Mas em que consiste a dignidade?

Como a maioria dos autores há de concordar, não é simples reduzir em palavras o significado da dignidade da pessoa humana. Como tantos outros conceitos, parece ser mais fácil identificar o que atenta contra a dignidade do que identificá-la em si mesma.

Opto aqui, todavia, fugindo da tentação de usar desse expediente, ou seja, de definir de forma inversa, por registrar definição que, em meu entender, exprime de forma completa a ideia de dignidade da pessoa humana. É a apresentada por Ingo Wolfgang Sarlet, para quem dignidade é:

a qualidade intrínseca e distintiva de cada ser humano que o faz merecedor do mesmo respeito e consideração por parte do Estado e da comunidade, implicando, neste sentido, um complexo de direitos e deveres fundamentais que assegurem a pessoa tanto contra todo e qualquer ato de cunho degradante e desumano, como venham a lhe garantir as condições existenciais mínimas para uma vida saudável, além de propiciar e promover sua participação ativa e corresponsável nos destinos da própria existência e da vida em comunhão com os demais seres humanos8.

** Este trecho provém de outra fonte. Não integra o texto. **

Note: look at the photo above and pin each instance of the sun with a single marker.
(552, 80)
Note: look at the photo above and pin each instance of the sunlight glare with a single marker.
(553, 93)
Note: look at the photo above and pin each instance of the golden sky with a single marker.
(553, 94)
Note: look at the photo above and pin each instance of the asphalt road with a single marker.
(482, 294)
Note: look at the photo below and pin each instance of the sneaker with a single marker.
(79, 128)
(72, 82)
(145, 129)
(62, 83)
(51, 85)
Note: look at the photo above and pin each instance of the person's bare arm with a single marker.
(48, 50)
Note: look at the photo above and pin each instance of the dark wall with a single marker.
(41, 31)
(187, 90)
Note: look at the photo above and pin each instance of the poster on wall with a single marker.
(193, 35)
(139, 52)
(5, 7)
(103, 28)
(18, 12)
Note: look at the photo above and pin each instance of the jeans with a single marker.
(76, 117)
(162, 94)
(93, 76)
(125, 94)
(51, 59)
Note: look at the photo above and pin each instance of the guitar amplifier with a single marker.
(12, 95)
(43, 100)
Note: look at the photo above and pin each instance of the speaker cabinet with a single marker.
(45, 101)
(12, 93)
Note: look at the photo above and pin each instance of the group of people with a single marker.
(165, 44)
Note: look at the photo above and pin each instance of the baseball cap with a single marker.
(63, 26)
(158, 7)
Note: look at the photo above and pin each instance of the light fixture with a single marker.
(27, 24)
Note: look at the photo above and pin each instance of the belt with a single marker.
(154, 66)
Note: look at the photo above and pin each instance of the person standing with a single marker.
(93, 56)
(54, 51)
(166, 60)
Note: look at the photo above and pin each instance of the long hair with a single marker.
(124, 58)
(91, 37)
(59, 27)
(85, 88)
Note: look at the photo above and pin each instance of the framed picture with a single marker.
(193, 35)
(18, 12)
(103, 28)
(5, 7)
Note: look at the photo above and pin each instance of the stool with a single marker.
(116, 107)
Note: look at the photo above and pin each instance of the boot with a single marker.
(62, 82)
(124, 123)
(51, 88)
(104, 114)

Essa definição traz os elementos indispensáveis para que se possa considerar o que é a dignidade. Devo voltar, todavia, para uma dúvida anterior, ainda não totalmente satisfeita: por que deve ser ela considerada, usando novamente as palavras de Comparato, a razão justificadora9 dos Direitos Humanos? Deve ser assim considerada, como se depreende do uso que fiz das lições de Comparato, porque ela é o traço distintivo entre o homem e os demais seres vivos.

E aí...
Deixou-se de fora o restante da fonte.